A group of Brazilian researchers succeeded in preventing allergic asthma from progressing in experimental models by increasing the amount of a certain protein. This increase, in turn, blocked the CD4+ T lymphocytes responsible for producing a cytokine that triggers a cascade of events resulting in the onset and progression of the disease.
The knowledge of how the disease can be resolved in cell cultures and animals will form a basis for the research and development of a drug to control expression of this protein in experimental models and humans. The study was conducted by members of the Center for Research on Inflammatory Diseases (CRID). The results were published in the Journal of Allergy and Clinical Immunology.
“People with allergic or bronchial asthma are currently prescribed drugs such as antihistamines, bronchodilators and corticosteroids, which inhibit the symptoms of the disease, but also inhibit the cellular response, including that of TH2 lymphocytes,” said João Santana da Silva, a professor at FMRP and principal investigator for the project.
“TH2 lymphocytes lead to the production of substances that cause the symptoms, so this treatment strategy targets only symptoms such as rhinorrhea [runny nose], breathlessness and so on. What we discovered is that if other T lymphocytes called TH9 cells are blocked, the disease will be effectively resolved and the production of substances that cause the symptoms will stop,” Silva said.
To achieve these results, the researchers performed experiments with cell cultures from mice and humans as well as transgenic mice.
The experiments confirmed that when the gene Blimp-1 is overexpressed, production of the protein it encodes, which is also called Blimp-1, increases, and this protein blocks the action of the lymphocytes that produce IL-9, a cytokine that causes allergic airway inflammation. “The key point is that blocking IL-9 weakens the response by TH2 cells, slowing progression of the disease,” Benevides.
To test the hypothesis that Blimp-1 plays an important role in allergy resolution, the researchers created transgenic mice with this gene switched off in their T lymphocytes. Because the gene has other functions, it could not be completely silenced, so they used a technique called conditional knockout, so the gene would fail to function only in T-cells.
Next, both transgenic mice with Blimp-1 deleted in their T-cells and control mice were submitted to a procedure that induced an allergy. The researchers injected doses of ovalbumin and then introduced the same substance into the animals’ nostrils (intranasal instillation), producing airway inflammatory disease as a result of an allergy to egg white protein.
When they analyzed the reactions in the two groups of animals, they found that the mice without Blimp-1 suffered the effects of allergy much more than the mice that had the active gene.
“Although both groups developed the allergy, we showed that the animals without Blimp-1 in their T-cells had far more intense lung inflammation than the control animals,” Benevides said.
Having demonstrated the role of Blimp-1 in inflammation, the researchers created a method for overexpressing the gene to see whether the abnormally large amount of protein produced would inhibit production of the cytokine IL-9.

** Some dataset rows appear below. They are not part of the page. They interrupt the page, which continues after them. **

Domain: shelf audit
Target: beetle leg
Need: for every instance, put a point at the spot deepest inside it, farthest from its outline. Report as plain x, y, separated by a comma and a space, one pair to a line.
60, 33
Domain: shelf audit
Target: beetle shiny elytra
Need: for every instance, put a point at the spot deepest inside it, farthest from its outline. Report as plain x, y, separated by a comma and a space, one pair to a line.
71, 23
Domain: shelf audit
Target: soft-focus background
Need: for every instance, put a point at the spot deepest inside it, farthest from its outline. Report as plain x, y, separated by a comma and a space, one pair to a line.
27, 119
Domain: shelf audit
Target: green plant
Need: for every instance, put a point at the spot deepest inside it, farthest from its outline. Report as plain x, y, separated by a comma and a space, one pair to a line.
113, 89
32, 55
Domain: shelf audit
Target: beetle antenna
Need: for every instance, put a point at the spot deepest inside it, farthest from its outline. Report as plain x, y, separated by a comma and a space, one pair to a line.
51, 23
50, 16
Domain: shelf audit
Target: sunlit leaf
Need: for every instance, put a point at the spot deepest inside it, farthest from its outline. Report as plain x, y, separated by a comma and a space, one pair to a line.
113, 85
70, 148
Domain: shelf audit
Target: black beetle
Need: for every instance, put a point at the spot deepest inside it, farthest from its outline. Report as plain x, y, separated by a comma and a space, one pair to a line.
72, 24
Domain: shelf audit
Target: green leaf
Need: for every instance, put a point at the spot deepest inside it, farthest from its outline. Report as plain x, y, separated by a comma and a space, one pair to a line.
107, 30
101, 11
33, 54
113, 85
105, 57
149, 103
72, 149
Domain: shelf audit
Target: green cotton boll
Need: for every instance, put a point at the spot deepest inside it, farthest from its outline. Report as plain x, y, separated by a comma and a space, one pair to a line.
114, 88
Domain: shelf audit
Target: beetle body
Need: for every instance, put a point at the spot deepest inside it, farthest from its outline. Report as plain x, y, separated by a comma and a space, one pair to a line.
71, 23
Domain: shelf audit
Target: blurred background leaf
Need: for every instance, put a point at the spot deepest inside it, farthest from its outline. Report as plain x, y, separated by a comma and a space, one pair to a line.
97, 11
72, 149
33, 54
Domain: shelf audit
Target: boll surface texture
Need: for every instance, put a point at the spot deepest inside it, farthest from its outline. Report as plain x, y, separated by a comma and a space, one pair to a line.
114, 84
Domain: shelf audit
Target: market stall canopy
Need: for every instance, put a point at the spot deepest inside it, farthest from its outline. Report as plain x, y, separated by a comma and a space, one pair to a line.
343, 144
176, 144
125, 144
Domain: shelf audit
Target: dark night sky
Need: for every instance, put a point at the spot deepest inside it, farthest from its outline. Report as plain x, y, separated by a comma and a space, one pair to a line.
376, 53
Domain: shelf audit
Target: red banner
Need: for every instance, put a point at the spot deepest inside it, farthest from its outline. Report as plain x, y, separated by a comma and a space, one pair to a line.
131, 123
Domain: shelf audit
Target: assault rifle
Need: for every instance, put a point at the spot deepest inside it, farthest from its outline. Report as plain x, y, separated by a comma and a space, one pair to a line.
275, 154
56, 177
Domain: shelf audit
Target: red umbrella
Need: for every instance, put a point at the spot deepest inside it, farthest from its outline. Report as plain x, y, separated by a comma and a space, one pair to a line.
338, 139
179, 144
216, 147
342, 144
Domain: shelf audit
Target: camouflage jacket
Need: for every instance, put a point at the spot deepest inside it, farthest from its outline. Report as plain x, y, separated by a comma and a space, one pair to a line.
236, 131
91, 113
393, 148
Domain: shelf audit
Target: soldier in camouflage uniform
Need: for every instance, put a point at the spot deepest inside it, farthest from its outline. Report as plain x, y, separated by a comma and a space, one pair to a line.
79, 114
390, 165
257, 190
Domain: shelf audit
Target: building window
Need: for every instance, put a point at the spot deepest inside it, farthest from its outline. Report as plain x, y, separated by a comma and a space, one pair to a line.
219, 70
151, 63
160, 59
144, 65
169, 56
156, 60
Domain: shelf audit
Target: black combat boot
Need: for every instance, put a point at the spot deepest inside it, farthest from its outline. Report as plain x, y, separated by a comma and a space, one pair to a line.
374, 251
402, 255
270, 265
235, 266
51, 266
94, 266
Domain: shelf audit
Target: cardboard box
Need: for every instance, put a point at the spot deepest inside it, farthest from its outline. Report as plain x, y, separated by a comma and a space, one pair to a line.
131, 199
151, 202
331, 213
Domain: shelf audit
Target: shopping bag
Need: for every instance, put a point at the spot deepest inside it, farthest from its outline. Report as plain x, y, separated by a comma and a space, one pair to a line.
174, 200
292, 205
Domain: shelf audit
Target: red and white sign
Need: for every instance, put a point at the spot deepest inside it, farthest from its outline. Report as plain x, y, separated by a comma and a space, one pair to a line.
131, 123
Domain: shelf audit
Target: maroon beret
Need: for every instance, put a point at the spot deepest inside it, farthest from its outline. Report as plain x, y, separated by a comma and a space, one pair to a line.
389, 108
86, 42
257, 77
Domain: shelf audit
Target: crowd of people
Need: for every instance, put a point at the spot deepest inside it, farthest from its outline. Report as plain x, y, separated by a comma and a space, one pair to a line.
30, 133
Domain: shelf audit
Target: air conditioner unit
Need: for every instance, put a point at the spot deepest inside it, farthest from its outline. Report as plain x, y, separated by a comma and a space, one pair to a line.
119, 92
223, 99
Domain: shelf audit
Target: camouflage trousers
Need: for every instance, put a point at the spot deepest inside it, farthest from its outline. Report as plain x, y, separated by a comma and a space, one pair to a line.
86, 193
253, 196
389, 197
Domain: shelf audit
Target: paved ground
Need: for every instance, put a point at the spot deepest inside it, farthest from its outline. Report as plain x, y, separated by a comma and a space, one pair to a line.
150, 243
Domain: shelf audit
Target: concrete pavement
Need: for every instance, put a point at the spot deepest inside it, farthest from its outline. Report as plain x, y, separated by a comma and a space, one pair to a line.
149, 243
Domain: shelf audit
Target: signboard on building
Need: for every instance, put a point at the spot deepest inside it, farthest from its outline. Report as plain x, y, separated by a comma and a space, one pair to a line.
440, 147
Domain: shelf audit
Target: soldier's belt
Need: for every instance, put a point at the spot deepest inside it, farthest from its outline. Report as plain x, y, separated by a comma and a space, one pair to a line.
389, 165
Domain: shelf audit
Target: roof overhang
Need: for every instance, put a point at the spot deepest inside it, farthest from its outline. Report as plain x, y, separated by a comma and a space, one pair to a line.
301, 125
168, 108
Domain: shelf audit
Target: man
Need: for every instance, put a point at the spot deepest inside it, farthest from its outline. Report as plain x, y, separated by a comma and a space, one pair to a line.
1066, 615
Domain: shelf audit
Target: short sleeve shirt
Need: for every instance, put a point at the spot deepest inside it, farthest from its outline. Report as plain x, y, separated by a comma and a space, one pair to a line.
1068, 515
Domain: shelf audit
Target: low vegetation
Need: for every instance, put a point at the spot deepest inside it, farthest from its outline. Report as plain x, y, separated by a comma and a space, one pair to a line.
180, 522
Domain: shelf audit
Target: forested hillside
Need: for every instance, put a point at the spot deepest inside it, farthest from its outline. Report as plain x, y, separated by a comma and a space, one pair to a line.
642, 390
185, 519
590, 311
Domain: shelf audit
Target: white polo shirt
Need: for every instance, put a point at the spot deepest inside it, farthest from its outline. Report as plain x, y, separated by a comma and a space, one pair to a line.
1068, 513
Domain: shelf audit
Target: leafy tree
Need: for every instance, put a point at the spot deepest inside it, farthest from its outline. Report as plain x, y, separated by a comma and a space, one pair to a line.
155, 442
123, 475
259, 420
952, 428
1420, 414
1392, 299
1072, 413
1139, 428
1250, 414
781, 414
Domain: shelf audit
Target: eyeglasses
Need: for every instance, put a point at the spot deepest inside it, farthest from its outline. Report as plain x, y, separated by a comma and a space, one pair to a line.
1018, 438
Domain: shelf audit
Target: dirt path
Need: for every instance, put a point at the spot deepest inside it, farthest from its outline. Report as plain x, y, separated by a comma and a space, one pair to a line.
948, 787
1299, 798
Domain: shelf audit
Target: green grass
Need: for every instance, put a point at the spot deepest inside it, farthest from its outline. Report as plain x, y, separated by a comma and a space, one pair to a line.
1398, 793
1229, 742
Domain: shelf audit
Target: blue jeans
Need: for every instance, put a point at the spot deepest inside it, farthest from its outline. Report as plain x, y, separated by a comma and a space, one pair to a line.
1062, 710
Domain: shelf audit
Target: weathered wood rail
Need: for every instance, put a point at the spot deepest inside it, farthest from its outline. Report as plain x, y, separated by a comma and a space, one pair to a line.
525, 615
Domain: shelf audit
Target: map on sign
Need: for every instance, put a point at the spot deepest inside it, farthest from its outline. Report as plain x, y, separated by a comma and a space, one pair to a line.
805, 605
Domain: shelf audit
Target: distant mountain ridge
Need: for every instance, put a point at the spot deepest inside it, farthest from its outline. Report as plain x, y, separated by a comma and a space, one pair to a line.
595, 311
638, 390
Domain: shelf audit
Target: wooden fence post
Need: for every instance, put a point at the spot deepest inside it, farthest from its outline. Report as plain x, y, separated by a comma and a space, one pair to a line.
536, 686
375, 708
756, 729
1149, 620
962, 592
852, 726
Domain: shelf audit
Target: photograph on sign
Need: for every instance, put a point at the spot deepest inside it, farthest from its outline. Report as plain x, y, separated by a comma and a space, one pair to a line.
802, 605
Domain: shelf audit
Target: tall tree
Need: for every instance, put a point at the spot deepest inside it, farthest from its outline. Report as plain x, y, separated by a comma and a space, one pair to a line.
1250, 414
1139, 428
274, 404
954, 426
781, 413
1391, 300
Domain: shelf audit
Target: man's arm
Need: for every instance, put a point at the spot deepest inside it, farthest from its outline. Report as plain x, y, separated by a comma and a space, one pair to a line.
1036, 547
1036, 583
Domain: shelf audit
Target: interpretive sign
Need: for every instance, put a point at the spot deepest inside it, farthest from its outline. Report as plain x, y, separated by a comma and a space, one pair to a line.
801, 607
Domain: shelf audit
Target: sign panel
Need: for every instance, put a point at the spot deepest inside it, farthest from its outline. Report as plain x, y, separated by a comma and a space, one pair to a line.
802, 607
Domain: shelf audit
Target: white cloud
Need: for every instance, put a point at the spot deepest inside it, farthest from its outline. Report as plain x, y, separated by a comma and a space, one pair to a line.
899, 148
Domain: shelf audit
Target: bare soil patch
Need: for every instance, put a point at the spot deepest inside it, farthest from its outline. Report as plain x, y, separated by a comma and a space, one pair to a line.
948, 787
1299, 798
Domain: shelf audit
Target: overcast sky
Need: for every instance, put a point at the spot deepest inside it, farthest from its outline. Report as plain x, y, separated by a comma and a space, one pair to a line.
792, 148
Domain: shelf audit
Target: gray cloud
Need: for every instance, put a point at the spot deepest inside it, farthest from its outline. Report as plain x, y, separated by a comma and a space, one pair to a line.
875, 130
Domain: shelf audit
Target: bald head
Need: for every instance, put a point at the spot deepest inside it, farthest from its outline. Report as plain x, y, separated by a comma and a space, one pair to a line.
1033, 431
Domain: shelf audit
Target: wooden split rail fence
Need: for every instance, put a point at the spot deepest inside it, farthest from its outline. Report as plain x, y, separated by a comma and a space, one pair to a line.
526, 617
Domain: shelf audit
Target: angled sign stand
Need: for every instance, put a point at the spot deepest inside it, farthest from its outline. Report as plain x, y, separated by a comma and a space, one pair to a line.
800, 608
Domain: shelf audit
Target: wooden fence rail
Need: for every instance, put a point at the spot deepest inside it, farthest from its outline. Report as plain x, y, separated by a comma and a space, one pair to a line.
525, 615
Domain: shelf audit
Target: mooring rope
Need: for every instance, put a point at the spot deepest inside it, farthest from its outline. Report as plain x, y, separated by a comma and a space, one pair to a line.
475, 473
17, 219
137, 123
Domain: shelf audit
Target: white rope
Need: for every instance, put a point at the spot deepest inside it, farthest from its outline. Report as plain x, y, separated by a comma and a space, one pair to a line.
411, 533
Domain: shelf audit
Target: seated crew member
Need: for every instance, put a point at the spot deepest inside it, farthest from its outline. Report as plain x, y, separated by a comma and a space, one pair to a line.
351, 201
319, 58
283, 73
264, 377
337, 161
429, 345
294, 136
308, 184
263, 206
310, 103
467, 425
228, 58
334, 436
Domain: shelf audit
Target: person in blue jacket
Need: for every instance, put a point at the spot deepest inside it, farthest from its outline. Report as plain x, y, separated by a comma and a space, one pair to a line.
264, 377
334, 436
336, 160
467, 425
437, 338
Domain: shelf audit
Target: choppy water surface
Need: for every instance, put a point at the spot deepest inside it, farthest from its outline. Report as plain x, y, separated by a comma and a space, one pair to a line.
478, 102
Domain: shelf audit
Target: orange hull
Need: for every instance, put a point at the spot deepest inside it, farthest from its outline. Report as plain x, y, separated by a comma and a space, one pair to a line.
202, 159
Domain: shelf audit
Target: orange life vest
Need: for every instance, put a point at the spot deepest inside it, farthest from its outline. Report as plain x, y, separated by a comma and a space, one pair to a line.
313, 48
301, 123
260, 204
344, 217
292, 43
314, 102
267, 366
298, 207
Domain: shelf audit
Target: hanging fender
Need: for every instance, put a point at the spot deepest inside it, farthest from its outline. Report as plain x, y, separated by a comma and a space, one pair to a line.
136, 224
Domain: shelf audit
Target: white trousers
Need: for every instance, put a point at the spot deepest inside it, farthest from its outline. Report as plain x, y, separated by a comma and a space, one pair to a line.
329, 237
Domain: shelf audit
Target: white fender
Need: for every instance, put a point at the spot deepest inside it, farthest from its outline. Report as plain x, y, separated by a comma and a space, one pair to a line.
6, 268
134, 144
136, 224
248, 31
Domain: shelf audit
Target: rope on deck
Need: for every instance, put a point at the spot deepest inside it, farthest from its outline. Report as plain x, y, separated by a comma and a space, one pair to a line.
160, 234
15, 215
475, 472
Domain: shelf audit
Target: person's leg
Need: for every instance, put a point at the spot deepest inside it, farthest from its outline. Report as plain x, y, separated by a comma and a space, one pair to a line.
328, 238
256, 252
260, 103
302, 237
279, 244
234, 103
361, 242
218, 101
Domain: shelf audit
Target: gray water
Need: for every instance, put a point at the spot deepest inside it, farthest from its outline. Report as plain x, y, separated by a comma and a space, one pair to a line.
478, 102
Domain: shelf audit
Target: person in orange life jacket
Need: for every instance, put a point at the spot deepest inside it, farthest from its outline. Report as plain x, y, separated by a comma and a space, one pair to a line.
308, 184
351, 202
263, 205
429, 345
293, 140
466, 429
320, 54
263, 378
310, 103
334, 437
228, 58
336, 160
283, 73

They then collected samples of human peripheral blood mononuclear cells, which are widely used in immunology research. Samples were collected from healthy individuals and people with allergic asthma.
The blood cells received an innocuous virus or a virus that contained Blimp-1, which became part of the cells’ DNA. In cells from both healthy and asthmatic individuals, Blimp-1 produced large amounts of protein and inhibited the production of TH9, which produces IL-9.
Although IL-9 was expressed in the cells from both healthy and asthmatic individuals, its expression was more intense in the latter. The same result was observed in a similar experiment with murine cells.
Use in other diseases
Based on these findings, the group now plans to develop drugs capable of inducing Blimp-1 expression to control TH9 cells. “We’re testing its role in the regulation of TH9 cells using other experimental models, such as tumors, but it’s too soon to draw any conclusions,” Benevides said.
In the case of cancers such as melanoma, preliminary experiments that have not yet been published show that when Blimp-1 expression is reduced, the resulting increase in TH9 cells leads to a reduction in tumor size.
A cancer drug developed on this basis would therefore inhibit Blimp-1 expression, whereas a drug for asthma and autoimmune diseases would boost Blimp-1 expression.